Note the use of `gl`

to autogenerate factor levels.

So we have four sets of x-y data, which we can easily calculate summary statistics from using `ddply`

from the `plyr`

package. In this case we calculate the mean and standard deviation of y, the correlation between x and y, and run a linear regression.

library(plyr) (stats <- ddply(anscombe2, .(group), summarize, mean = mean(y), std_dev = sd(y), correlation = cor(x, y), lm_intercept = lm(y ~ x)$coefficients[1], lm_x_effect = lm(y ~ x)$coefficients[2] )) group mean std_dev correlation lm_intercept lm_x_effect 1 1 7.500909 2.031568 0.8164205 3.000091 0.5000909 2 2 7.500909 2.031657 0.8162365 3.000909 0.5000000 3 3 7.500000 2.030424 0.8162867 3.002455 0.4997273 4 4 7.500909 2.030579 0.8165214 3.001727 0.4999091

Each of the statistics is almost identical between the groups, so the data must be almost identical in each case, right? Wrong.
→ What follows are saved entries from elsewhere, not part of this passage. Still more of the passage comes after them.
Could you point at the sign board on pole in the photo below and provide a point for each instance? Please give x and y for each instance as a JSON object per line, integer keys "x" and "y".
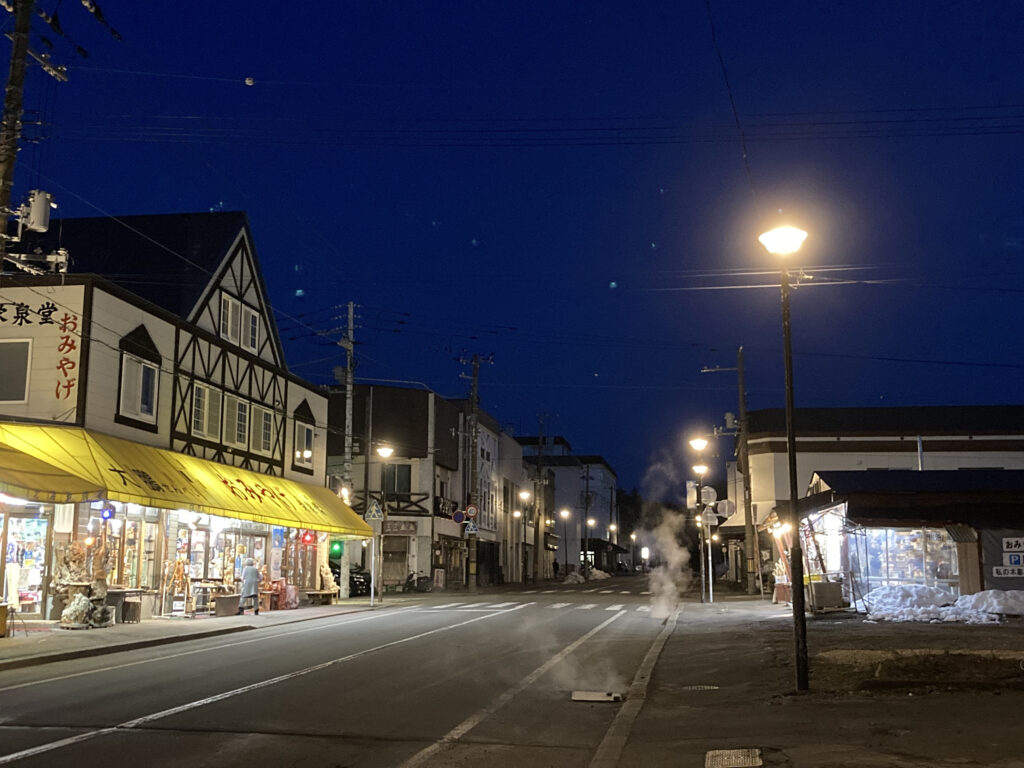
{"x": 375, "y": 512}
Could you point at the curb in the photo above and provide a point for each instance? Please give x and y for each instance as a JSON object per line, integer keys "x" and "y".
{"x": 100, "y": 650}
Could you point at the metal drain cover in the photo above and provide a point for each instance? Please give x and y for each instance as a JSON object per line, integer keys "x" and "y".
{"x": 749, "y": 758}
{"x": 596, "y": 695}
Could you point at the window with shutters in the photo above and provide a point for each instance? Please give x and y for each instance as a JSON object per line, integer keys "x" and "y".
{"x": 250, "y": 329}
{"x": 139, "y": 382}
{"x": 230, "y": 318}
{"x": 262, "y": 430}
{"x": 206, "y": 412}
{"x": 236, "y": 422}
{"x": 303, "y": 444}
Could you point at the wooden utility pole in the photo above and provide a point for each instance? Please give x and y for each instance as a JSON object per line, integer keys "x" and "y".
{"x": 10, "y": 124}
{"x": 473, "y": 466}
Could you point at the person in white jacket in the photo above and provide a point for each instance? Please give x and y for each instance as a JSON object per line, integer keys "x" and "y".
{"x": 250, "y": 586}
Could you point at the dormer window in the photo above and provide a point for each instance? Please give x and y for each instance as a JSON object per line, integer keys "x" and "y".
{"x": 230, "y": 318}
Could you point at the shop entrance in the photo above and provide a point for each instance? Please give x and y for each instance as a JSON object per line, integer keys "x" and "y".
{"x": 26, "y": 541}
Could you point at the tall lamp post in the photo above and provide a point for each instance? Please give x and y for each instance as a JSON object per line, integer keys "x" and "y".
{"x": 784, "y": 241}
{"x": 564, "y": 514}
{"x": 524, "y": 497}
{"x": 591, "y": 522}
{"x": 384, "y": 452}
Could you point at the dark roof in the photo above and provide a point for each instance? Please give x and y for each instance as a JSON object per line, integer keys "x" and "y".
{"x": 168, "y": 259}
{"x": 927, "y": 481}
{"x": 911, "y": 420}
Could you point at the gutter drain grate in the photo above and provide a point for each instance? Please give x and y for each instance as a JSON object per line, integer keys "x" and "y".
{"x": 748, "y": 758}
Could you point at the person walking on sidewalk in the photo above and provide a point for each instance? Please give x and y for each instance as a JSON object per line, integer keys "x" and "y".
{"x": 250, "y": 586}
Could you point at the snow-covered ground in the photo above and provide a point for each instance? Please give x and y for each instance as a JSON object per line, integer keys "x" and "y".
{"x": 918, "y": 603}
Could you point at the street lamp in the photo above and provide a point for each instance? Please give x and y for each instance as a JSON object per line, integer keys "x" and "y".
{"x": 784, "y": 241}
{"x": 384, "y": 452}
{"x": 591, "y": 522}
{"x": 564, "y": 514}
{"x": 523, "y": 497}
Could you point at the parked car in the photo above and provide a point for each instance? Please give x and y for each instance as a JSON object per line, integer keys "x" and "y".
{"x": 358, "y": 580}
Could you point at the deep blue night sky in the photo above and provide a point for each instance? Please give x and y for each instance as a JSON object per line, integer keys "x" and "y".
{"x": 563, "y": 185}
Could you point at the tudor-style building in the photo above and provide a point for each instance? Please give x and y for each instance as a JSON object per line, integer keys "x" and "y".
{"x": 160, "y": 352}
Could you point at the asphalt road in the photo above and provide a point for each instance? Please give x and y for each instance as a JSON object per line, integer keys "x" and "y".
{"x": 445, "y": 680}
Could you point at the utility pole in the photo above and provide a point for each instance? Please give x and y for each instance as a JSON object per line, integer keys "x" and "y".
{"x": 10, "y": 125}
{"x": 751, "y": 534}
{"x": 348, "y": 344}
{"x": 473, "y": 466}
{"x": 540, "y": 523}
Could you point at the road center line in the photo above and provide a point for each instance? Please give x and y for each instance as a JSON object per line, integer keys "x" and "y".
{"x": 129, "y": 724}
{"x": 610, "y": 750}
{"x": 232, "y": 644}
{"x": 473, "y": 720}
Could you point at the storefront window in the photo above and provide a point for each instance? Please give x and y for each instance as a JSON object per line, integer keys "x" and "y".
{"x": 25, "y": 563}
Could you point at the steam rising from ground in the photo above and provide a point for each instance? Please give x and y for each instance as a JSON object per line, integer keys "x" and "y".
{"x": 666, "y": 539}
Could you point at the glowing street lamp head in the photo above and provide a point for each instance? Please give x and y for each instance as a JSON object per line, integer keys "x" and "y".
{"x": 783, "y": 241}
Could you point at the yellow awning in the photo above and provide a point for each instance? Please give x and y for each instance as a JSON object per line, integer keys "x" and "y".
{"x": 64, "y": 465}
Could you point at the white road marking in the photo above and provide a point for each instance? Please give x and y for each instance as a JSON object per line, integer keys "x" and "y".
{"x": 473, "y": 720}
{"x": 261, "y": 638}
{"x": 610, "y": 750}
{"x": 43, "y": 749}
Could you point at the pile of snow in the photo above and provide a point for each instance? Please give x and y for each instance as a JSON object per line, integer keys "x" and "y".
{"x": 919, "y": 603}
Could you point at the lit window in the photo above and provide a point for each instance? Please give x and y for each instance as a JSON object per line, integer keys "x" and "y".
{"x": 14, "y": 356}
{"x": 138, "y": 388}
{"x": 303, "y": 444}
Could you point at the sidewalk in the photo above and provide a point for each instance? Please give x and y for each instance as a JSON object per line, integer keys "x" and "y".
{"x": 34, "y": 643}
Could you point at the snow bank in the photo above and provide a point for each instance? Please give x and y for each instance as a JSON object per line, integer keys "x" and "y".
{"x": 919, "y": 603}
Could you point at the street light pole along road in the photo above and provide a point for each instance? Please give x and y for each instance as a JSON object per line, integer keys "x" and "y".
{"x": 784, "y": 241}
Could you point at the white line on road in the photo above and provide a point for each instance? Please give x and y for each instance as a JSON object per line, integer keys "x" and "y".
{"x": 206, "y": 649}
{"x": 42, "y": 749}
{"x": 609, "y": 752}
{"x": 473, "y": 720}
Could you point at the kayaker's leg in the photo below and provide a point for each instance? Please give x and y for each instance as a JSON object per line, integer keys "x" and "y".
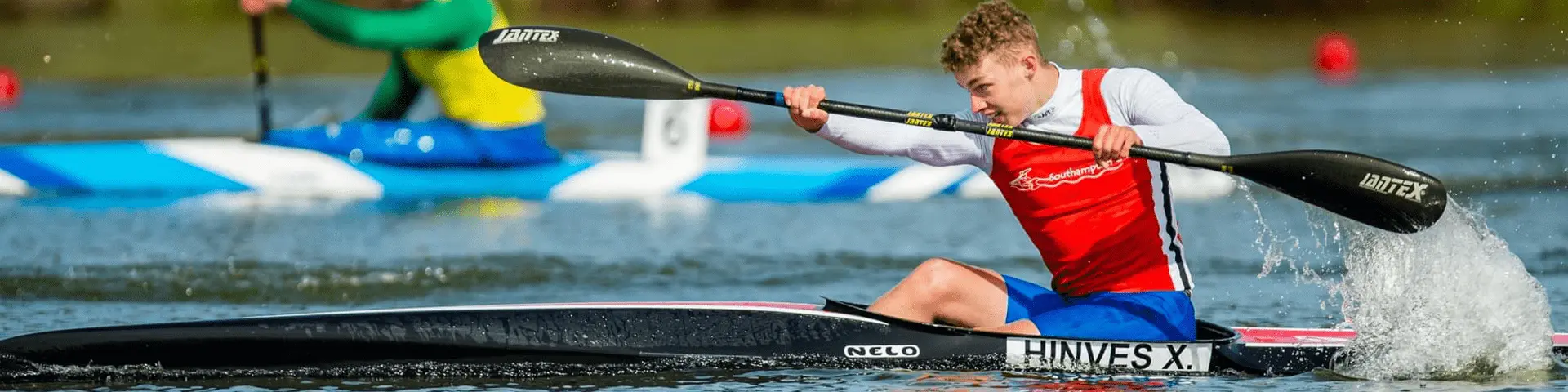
{"x": 947, "y": 291}
{"x": 1148, "y": 315}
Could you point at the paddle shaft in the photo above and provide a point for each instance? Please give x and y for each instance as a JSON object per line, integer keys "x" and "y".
{"x": 264, "y": 105}
{"x": 956, "y": 124}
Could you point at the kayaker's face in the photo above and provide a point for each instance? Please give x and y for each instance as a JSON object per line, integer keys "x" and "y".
{"x": 1000, "y": 87}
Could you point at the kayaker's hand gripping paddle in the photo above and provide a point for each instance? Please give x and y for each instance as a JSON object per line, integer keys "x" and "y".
{"x": 565, "y": 60}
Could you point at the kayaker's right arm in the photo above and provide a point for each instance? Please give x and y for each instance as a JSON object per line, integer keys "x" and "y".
{"x": 869, "y": 137}
{"x": 395, "y": 95}
{"x": 443, "y": 25}
{"x": 937, "y": 148}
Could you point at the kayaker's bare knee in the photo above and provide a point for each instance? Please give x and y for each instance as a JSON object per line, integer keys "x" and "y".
{"x": 1021, "y": 327}
{"x": 941, "y": 279}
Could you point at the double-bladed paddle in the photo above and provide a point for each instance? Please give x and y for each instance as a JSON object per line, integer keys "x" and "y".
{"x": 565, "y": 60}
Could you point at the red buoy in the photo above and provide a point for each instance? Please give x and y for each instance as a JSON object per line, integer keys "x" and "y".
{"x": 728, "y": 121}
{"x": 1336, "y": 59}
{"x": 10, "y": 88}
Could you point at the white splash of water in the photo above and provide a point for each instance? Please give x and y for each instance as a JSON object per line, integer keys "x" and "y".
{"x": 1446, "y": 303}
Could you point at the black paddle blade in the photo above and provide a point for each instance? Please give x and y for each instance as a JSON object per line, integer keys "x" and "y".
{"x": 581, "y": 61}
{"x": 1365, "y": 189}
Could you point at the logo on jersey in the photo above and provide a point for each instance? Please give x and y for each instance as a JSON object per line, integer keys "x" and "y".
{"x": 1026, "y": 182}
{"x": 521, "y": 35}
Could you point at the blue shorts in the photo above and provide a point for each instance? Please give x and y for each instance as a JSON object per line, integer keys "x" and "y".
{"x": 1147, "y": 317}
{"x": 422, "y": 143}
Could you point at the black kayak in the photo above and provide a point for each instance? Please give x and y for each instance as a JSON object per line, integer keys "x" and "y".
{"x": 830, "y": 336}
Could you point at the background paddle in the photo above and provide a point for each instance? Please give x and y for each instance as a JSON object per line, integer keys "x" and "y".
{"x": 564, "y": 60}
{"x": 264, "y": 105}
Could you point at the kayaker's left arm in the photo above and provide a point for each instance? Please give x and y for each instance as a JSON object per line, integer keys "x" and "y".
{"x": 1159, "y": 115}
{"x": 443, "y": 25}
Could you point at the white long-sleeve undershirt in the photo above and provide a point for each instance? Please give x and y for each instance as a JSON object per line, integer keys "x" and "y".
{"x": 1134, "y": 98}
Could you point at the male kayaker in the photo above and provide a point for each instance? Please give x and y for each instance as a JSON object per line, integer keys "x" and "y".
{"x": 483, "y": 119}
{"x": 1102, "y": 221}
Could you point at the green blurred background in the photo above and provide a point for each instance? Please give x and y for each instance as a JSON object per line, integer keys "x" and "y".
{"x": 118, "y": 39}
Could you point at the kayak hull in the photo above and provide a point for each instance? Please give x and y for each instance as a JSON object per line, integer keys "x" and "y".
{"x": 786, "y": 334}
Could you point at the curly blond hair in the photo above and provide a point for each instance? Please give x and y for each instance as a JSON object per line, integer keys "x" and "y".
{"x": 995, "y": 25}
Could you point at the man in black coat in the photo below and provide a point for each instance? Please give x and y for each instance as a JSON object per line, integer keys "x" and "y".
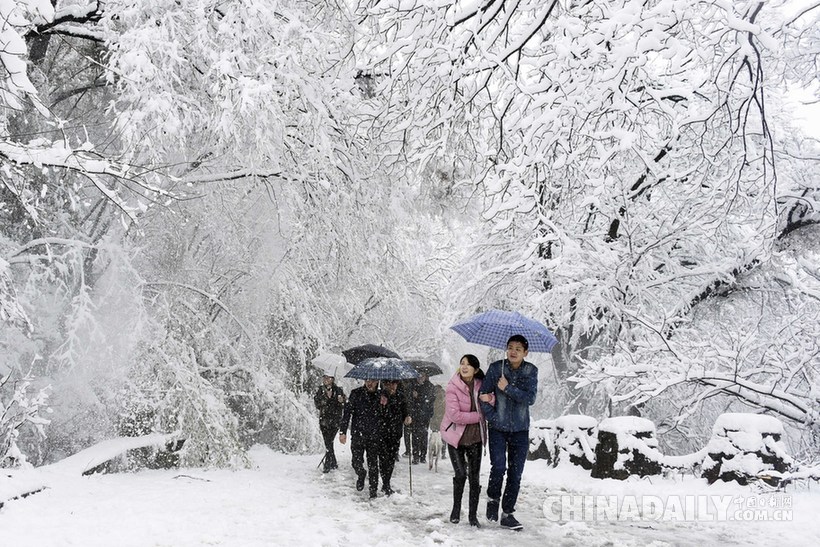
{"x": 362, "y": 415}
{"x": 393, "y": 415}
{"x": 330, "y": 400}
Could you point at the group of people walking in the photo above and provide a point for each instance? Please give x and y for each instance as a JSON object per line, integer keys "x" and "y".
{"x": 480, "y": 409}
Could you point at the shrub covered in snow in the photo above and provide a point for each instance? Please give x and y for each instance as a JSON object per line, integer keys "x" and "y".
{"x": 542, "y": 441}
{"x": 575, "y": 440}
{"x": 626, "y": 446}
{"x": 746, "y": 447}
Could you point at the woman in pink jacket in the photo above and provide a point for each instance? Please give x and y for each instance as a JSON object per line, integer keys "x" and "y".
{"x": 465, "y": 432}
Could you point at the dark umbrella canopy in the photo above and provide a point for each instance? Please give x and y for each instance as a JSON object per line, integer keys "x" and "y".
{"x": 383, "y": 368}
{"x": 357, "y": 354}
{"x": 494, "y": 327}
{"x": 426, "y": 367}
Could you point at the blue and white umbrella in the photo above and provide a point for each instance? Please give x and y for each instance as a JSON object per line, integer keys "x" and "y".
{"x": 383, "y": 368}
{"x": 494, "y": 327}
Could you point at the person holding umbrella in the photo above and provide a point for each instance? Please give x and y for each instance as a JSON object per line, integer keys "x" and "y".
{"x": 392, "y": 415}
{"x": 330, "y": 401}
{"x": 362, "y": 415}
{"x": 368, "y": 420}
{"x": 508, "y": 390}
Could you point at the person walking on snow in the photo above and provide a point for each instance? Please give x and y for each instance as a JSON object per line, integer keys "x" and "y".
{"x": 392, "y": 415}
{"x": 508, "y": 391}
{"x": 362, "y": 415}
{"x": 330, "y": 401}
{"x": 464, "y": 430}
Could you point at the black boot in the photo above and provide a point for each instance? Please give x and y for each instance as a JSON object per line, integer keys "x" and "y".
{"x": 475, "y": 493}
{"x": 458, "y": 491}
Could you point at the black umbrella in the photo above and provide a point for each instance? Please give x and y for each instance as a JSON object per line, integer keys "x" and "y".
{"x": 383, "y": 368}
{"x": 359, "y": 353}
{"x": 426, "y": 367}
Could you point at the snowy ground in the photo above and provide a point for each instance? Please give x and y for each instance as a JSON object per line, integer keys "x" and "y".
{"x": 285, "y": 500}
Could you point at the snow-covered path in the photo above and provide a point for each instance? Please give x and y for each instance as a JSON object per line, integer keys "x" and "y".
{"x": 285, "y": 500}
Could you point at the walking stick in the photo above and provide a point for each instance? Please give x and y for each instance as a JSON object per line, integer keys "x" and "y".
{"x": 410, "y": 463}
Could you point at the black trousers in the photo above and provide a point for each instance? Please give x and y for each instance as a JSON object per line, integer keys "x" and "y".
{"x": 466, "y": 462}
{"x": 361, "y": 448}
{"x": 387, "y": 459}
{"x": 329, "y": 435}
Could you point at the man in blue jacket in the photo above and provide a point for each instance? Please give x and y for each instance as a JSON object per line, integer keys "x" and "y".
{"x": 509, "y": 388}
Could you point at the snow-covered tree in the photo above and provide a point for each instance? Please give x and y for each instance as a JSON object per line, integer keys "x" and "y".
{"x": 634, "y": 160}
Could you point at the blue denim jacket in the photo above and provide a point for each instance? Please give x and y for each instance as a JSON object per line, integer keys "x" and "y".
{"x": 511, "y": 412}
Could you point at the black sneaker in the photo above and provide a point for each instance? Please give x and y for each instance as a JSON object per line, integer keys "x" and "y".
{"x": 492, "y": 509}
{"x": 509, "y": 522}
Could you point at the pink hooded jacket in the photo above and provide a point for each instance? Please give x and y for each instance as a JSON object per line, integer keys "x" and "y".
{"x": 457, "y": 412}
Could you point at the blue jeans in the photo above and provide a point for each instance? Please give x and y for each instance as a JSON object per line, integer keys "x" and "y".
{"x": 507, "y": 448}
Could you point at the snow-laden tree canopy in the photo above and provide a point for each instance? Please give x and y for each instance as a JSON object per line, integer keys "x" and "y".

Take a look at the visualisation. (I won’t reproduce the plot here and spoil the surprise; but please run the code yourself.)

library(ggplot2) (p <- ggplot(anscombe2, aes(x, y)) + geom_point() + facet_wrap(~ group) )

Each dataset is *really* different – the statistics we routinely calculate don’t fully describe the data. Which brings me to the second statistics joke.

A physicist, an engineer and a statistician go hunting. 50m away from them they spot a deer. The physicist calculates the trajectory of the bullet in a vacuum, raises his rifle and shoots. The bullet lands 5m short. The engineer adds a term to account for air resistance, lifts his rifle a little higher and shoots. The bullet lands 5m long. The statistician yells “we got him!”.

the mean and the std are on the y-value only. the slope and the intercept estimates are based on a different model. lets repeat the visualization:

p <- ggplot(anscombe2, aes(x, y)) +

geom_point() +

facet_wrap(~ group)

p

now do:

p + stat_abline()

but now do:

p + stat_smooth(method = "lm")

not the same stuff if you ask me.

einar

einar,

Thanks for the comment. I think you meant

p + stat_abline(intercept = 3, slope = 0.5)

which gives the same line as when you call stat_smooth.

My point was that we routinely calculate a bunch of summary statistics to describe data, but there are many different datasets that conform to those statistics. To truly understand your data, it is often better to visualise it.

I do like this post. I particularly like the way that you make us work for the answer by running the code. This is definitely going in my “you should all use R and plot things” talk.